By JohnDempsey, WLS-AM News
(CHICAGO) Celebrity doctor Drew Pinsky was on WLS Friday morning to discuss President Trump’s new plan to fight the opioid epidemic in the United States. Pinsky told “The Big John and Ramblin’ Ray Show” that one reason so many Americans have become hooked on painkillers is because of lawsuits against the medical profession.
“There were well meaning groups out there that were advocating on behalf of pain patients”, said Pinsky, “Then attorneys took to the courts, and started prosecuting physicians for inadequate treatment of pain, and they started winning gigantic settlements and criminal cases against doctors that made inadequate treatment of pain, quote–‘reckless negligence.’ And it scared the hell out of all of us (doctors) and well all stopped treating pain, at least chronic pain, and sent all our pain patients to the pain specialists. The pain specialists then took the position that pain is whatever the patient says it is and pain control is whatever the patient says it is. However much they need to control the pain, that’s what they need.”

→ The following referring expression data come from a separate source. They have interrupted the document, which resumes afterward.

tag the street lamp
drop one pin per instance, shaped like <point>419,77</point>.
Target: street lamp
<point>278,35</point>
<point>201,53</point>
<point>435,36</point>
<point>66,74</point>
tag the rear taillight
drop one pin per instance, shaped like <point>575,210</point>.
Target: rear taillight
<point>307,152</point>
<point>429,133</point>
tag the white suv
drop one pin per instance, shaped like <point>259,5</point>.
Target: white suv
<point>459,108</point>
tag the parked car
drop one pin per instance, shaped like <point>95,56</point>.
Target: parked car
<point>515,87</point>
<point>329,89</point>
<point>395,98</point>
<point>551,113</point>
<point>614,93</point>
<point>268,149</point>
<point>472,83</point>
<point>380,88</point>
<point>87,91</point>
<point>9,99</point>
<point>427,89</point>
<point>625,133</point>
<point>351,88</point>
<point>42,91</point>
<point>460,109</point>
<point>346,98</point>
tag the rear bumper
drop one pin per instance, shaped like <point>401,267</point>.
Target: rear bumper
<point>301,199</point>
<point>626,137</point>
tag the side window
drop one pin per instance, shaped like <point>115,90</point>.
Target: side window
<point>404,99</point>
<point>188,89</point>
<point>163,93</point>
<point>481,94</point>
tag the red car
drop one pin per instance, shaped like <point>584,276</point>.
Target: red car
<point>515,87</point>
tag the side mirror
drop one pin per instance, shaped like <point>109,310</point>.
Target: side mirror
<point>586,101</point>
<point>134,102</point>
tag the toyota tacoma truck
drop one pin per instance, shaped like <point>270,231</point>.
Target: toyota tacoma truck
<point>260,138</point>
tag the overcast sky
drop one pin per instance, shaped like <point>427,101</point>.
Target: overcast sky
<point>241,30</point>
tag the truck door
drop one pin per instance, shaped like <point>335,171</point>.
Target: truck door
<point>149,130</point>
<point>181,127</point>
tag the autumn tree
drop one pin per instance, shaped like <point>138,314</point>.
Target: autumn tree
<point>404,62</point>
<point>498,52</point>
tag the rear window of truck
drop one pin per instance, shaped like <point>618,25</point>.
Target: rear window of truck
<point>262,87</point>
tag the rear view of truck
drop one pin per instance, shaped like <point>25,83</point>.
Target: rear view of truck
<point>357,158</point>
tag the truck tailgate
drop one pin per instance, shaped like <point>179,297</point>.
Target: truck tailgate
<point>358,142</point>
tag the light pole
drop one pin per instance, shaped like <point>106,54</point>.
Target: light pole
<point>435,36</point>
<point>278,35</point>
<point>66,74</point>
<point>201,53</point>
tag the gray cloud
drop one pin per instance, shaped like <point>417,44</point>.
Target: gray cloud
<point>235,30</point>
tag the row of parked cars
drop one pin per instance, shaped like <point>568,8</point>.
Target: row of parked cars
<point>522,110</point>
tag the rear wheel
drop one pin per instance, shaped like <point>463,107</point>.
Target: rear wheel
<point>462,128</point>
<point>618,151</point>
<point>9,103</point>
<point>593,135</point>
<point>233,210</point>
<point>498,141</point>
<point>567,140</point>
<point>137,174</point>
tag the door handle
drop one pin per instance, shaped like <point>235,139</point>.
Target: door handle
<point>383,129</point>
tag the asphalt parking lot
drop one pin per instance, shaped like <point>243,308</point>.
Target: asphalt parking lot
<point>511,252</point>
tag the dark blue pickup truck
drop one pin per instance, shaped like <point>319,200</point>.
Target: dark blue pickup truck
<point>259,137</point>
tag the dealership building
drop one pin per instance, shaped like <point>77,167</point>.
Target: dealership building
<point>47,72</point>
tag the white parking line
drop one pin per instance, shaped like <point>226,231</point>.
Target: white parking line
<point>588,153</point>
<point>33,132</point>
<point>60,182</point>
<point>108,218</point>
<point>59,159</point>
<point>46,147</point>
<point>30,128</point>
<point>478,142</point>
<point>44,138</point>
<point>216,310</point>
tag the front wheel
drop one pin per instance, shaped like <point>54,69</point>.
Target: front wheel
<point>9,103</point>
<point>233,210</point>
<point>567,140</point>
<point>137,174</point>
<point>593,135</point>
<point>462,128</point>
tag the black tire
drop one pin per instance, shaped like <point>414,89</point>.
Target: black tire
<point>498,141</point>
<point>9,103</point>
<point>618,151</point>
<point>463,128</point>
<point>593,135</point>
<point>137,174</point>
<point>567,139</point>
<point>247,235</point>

On Thursday Trump declared the opioid epidemic a national public health emergency on Thursday, telling an audience in the East Room of the White House that “we can be the generation that ends the opioid epidemic.”
“This epidemic is a national health emergency,” he said. “Nobody has seen anything like what is going on now.”
Trump’s move is different from the broad order the President previewed over the last few months. On Thursday, the President directed acting Health Secretary Eric Hargan to declare a public health emergency under the Public Health Services Act — which directs federal agencies to provide more grant money to combat the epidemic — not a national emergency through the Stafford Disaster Relief and Emergency Assistance Act.
The difference between the two orders is money and scope. If Trump had used the Stafford Act, the federal government would have been able to tap into funds from the Federal Emergency Management Agency’s Disaster Relief Fund to combat opioids. A senior administration official, however, said the designation was not the right fit because the FEMA money is meant for natural disasters, not health emergencies.